Originariamente collocato nel presbiterio della chiesa di S. Marcuola a Venezia, il dipinto colpisce per i chiaro-scuri intensi, con una narrazione che procede diagonalmente dal lato inferiore destro fino al lato superiore sinistro: Gesù, in ginocchio, lava i piedi a un S. Pietro incredulo, mentre gli altri apostoli sono intenti chi a parlare, chi a togliere i pantaloni ad un altro, insomma a fare di tutto tranne che ad essere attenti all’azione educatrice e profetica di Cristo. Insomma, una Chiesa alle prese con faccende che poco lasciano spazio alla vera sequela di Cristo, che invece sta mostrando come la strada del servizio e dell’umiltà sia la strada da percorrere per la salvezza nel combattimento spirituale umano.
EL GRECO
Pseudonimo di Domìnikos Theotokòpulos, nasce a Creta nella metà del ‘500. Per dieci anni circa lavora in Italia, a Venezia e a Roma presso il cardinale Alessandro Farnese, e poi si stabilisce in Spagna. Per i soggetti da lui ritratti, a pieno titolo è definito il pittore della Controriforma, sebbene lo faccia non sempre secondo i canoni riconosciuti del tempo, il che gli procura non poco problemi con le committenze.
LA TRINITÀ

L’opera, olio su tela, ha uno sviluppo verticale: Cristo morto, con i segni della passione in croce sul proprio corpo, ed una muscolatura di tipo michelangiolesca, è sorretto da Dio Padre che indossa una mitra di foggia orientale, sovrastati entrambi dallo Spirito Santo sotto forma di colomba. Dall’alto si irradia una luce potente che illumina la Trinità e gli angeli tutt’intorno.

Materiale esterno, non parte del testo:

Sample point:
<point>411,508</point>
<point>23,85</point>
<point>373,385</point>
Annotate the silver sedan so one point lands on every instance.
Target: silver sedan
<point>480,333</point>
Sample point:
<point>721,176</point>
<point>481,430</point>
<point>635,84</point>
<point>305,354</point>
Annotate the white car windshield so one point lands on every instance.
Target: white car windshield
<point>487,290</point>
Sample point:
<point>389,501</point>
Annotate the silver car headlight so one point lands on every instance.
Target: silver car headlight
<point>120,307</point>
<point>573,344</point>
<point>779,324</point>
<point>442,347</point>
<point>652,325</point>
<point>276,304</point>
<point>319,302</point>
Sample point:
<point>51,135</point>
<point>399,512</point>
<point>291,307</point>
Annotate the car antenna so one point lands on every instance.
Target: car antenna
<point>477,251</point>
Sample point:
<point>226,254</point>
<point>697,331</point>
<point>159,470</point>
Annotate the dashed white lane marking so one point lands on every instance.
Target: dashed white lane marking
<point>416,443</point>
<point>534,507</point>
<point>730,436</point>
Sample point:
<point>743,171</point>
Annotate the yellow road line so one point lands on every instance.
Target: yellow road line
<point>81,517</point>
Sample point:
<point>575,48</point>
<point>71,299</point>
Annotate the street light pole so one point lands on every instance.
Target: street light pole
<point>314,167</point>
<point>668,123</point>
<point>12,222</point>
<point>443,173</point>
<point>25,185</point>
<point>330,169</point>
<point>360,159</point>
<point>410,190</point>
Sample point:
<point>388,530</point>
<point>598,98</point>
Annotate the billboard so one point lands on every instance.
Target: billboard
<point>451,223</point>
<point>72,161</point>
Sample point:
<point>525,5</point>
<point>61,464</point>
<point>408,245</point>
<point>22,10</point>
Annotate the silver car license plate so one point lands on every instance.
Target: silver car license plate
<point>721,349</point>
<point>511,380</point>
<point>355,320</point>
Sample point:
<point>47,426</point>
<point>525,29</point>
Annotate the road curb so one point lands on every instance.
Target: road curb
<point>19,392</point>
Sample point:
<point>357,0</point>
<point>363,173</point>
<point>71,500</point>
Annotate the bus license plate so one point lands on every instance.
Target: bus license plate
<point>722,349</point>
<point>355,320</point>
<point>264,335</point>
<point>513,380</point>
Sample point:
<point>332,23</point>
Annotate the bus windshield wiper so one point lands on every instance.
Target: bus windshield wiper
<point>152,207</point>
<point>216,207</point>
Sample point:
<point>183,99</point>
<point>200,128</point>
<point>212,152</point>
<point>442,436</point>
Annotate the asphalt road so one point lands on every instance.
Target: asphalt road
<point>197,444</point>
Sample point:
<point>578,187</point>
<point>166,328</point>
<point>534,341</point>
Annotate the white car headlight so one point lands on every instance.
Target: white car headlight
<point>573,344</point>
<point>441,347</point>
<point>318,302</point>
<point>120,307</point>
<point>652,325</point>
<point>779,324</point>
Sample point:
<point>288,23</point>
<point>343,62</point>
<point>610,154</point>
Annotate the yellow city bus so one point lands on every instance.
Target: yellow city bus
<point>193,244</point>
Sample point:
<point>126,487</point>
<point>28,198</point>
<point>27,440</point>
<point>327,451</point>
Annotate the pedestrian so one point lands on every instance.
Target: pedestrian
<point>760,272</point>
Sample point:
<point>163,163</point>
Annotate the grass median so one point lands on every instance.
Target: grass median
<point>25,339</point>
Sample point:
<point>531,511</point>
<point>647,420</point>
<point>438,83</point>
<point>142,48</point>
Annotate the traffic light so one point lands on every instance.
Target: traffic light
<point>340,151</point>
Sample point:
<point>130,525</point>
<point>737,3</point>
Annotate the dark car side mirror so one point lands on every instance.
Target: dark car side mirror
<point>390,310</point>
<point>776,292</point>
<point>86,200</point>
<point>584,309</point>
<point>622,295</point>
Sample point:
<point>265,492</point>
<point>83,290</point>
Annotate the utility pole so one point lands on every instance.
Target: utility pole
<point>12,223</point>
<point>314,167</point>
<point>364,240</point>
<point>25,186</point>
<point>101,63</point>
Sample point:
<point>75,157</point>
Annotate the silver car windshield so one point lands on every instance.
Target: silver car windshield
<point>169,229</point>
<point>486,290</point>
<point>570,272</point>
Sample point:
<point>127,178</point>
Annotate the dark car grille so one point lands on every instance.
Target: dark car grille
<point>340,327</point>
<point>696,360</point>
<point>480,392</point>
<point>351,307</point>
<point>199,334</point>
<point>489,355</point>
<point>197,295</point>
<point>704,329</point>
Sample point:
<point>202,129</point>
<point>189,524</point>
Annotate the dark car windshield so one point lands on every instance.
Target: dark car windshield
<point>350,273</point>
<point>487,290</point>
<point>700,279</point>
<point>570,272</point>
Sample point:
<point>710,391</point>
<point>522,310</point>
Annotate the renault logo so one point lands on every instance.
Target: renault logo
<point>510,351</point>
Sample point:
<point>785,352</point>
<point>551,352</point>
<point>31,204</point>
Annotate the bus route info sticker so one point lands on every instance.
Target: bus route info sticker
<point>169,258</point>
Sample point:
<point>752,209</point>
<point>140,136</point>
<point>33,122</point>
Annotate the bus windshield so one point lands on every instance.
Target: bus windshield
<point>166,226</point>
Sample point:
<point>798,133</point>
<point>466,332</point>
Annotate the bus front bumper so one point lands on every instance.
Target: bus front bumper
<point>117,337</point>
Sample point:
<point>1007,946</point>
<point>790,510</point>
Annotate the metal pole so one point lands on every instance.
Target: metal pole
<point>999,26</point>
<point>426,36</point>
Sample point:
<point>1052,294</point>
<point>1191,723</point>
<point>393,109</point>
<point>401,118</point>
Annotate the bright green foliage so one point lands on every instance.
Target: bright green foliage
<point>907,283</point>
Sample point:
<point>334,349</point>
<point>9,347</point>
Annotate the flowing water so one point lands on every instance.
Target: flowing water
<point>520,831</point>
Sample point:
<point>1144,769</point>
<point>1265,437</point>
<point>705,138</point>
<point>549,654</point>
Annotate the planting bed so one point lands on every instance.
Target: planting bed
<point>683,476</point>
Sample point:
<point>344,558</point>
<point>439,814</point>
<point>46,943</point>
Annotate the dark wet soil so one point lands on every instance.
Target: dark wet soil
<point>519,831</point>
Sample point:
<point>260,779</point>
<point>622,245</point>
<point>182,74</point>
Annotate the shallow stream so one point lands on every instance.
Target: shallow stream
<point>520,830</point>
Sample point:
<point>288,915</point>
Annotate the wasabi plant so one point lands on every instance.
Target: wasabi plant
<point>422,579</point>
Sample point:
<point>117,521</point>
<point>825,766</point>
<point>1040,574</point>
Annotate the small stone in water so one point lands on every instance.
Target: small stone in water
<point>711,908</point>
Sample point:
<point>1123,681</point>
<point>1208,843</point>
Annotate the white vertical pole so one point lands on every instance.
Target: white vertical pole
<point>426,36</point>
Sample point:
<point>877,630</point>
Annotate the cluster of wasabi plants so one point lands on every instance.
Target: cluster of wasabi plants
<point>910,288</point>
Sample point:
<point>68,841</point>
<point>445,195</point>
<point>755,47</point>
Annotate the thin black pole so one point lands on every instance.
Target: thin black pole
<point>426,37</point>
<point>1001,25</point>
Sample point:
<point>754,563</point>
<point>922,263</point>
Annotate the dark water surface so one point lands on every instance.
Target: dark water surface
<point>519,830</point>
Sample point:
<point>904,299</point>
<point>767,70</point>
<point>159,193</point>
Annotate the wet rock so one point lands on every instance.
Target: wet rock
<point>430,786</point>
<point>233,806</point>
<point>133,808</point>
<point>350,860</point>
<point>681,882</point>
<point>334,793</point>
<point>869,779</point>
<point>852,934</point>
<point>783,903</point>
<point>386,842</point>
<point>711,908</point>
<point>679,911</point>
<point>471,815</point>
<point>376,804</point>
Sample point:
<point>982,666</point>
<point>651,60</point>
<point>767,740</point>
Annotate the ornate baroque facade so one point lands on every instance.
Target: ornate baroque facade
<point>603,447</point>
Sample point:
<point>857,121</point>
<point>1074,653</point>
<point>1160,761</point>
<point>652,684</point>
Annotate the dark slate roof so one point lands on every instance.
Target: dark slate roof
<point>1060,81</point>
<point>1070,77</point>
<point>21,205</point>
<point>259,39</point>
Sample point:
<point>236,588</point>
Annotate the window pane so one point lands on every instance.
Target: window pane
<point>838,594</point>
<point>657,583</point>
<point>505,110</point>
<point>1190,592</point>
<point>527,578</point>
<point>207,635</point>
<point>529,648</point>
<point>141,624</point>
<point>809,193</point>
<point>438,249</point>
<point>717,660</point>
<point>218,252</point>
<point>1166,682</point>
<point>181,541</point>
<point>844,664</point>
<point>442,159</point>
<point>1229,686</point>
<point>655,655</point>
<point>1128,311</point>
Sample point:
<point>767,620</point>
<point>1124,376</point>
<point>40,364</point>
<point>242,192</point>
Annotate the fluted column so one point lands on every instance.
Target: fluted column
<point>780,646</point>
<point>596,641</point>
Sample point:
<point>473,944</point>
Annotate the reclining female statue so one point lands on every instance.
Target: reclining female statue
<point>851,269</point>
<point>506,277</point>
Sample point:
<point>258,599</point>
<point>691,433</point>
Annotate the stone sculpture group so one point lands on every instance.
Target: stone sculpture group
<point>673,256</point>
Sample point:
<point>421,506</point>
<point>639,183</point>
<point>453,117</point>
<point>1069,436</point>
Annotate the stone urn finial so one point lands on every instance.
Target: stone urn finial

La Redenzione qui è palpabile: l’uomo, come Cristo, è chiamato ad attraversare la passione e a portarne le ferite, ma nella certezza che il Padre e lo Spirito Santo lo risolleveranno dalla morte!
FRANCISCO DE GOYA
IL SONNO DELLA RAGIONE GENERA MOSTRI (1797)

Per terminare il nostro viaggio nel combattimento spirituale cui ogni uomo ed ogni donna sono chiamati attraverso l’analisi di alcune delle più belle opere conservate nel Museo Nazionale del Prado, abbiamo pensato a questa incisione di Goya, che fa parte di una raccolta di ottanta incisioni intitolata Los caprichos, pubblicata nel 1799.
Perché il combattimento spirituale umano possa avere successo, l’uomo e la donna hanno ricevuto un grande dono dal Creatore, la propria ragione, la propria razionalità in senso lato. Quando questa viene meno, infatti, le creature più mostruose e paurose vanno all’attacco e offuscano la nostra mente, al contrario la ragione, ma una ragione che sia accompagnata da quella della Fede, ci aiuta a capire, a ricordare, a discernere e, ove le situazioni non siano chiare, a fidarci di chi è in grado di guidarci nel combattimento, fino al pieno risveglio di noi stessi.
Non dimentichiamo, infatti, che nella ‘creazione di Adamo’, il famoso affresco di Michelangelo Buonarroti nella cappella Sistina, Dio è rappresentato avvolto da un mantello rosso e da angeli che riproducono la forma di un cervello umano, il che ci ricorda proprio che il Creatore ha donato all’uomo non solo la vita, ma anche l’intelletto e la capacità di pensare.